# Basis of the module $\Z^n$

A student who is taking linear algebra asked me the following problem.

If we consider the field $\R$ restricted to $\Z$, and create a "vector space" on $\Z$. How do we know if $v,u\in \Z^2$ "spans" $\Z^2$?

Formally, what can we say about $v$ and $u$ if for every $w\in \Z^2$, there exist $n,m\in \Z$, such that $nv + mu = w$.

We can generalize it and put it in terms of modules, as $\Z$ is only a ring but not a field.

$v_1,\ldots,v_n$ is a basis for the module $\Z^n$ iff the matrix $M$ formed by the vectors is a unimodular matrix.

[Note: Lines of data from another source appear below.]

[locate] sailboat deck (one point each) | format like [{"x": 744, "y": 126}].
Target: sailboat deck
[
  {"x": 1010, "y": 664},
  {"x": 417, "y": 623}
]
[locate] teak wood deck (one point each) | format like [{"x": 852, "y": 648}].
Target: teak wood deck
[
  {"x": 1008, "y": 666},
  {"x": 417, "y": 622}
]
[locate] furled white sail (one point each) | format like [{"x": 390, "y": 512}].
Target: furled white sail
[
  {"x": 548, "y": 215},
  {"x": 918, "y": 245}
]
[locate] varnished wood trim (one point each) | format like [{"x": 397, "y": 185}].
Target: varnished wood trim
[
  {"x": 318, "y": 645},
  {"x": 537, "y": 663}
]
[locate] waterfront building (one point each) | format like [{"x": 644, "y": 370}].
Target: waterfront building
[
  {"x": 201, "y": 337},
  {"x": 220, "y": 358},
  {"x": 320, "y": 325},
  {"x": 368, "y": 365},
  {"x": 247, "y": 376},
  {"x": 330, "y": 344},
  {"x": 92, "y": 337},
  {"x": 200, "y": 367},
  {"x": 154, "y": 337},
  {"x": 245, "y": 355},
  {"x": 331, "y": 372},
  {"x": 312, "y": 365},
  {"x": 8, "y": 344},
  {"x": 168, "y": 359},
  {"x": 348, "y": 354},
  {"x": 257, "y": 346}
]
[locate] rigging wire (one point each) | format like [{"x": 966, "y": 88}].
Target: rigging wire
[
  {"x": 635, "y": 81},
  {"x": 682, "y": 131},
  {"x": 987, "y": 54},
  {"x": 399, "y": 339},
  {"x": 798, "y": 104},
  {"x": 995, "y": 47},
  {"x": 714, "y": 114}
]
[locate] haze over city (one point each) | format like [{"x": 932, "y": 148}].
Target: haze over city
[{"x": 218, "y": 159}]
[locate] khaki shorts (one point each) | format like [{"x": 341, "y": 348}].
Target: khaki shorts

$\Rightarrow$ If $\det(M)=0$, then $v_1,\ldots,v_n$ are not linearly independent. If $|\det(M)|\geq 2$, then the parallelepiped formed by $v_1,\ldots,v_n$ has volume $\geq 2$. If there is any integer point not on the corners of the parallelepiped, then that point can't be written as linear combination of $v_1,\ldots,v_n$. Notice that it must contain some lattice points not on the corners of the parallelepiped. One can see why by consider a large box that contain volume of $m$ such parallelepiped, but contain at least $2m$ lattice points.

This shows if $M$ is not unimodular, then $v_1,\ldots,v_n$ can't be a basis.

Alternative proof: $M$ is not unimodular then $M^{-1}$ contain a non-integer entry. This shows there exist a $b$, such that the solution $x$ to $Mx=b$ contain a non-integer entry. (proposed by Thao Do)

$\Leftarrow$ $|\det(M)|=1$ implies it has a inverse over $\Z$, thus $Mx = b$ for any $b\in \Z^n$ always has a solution.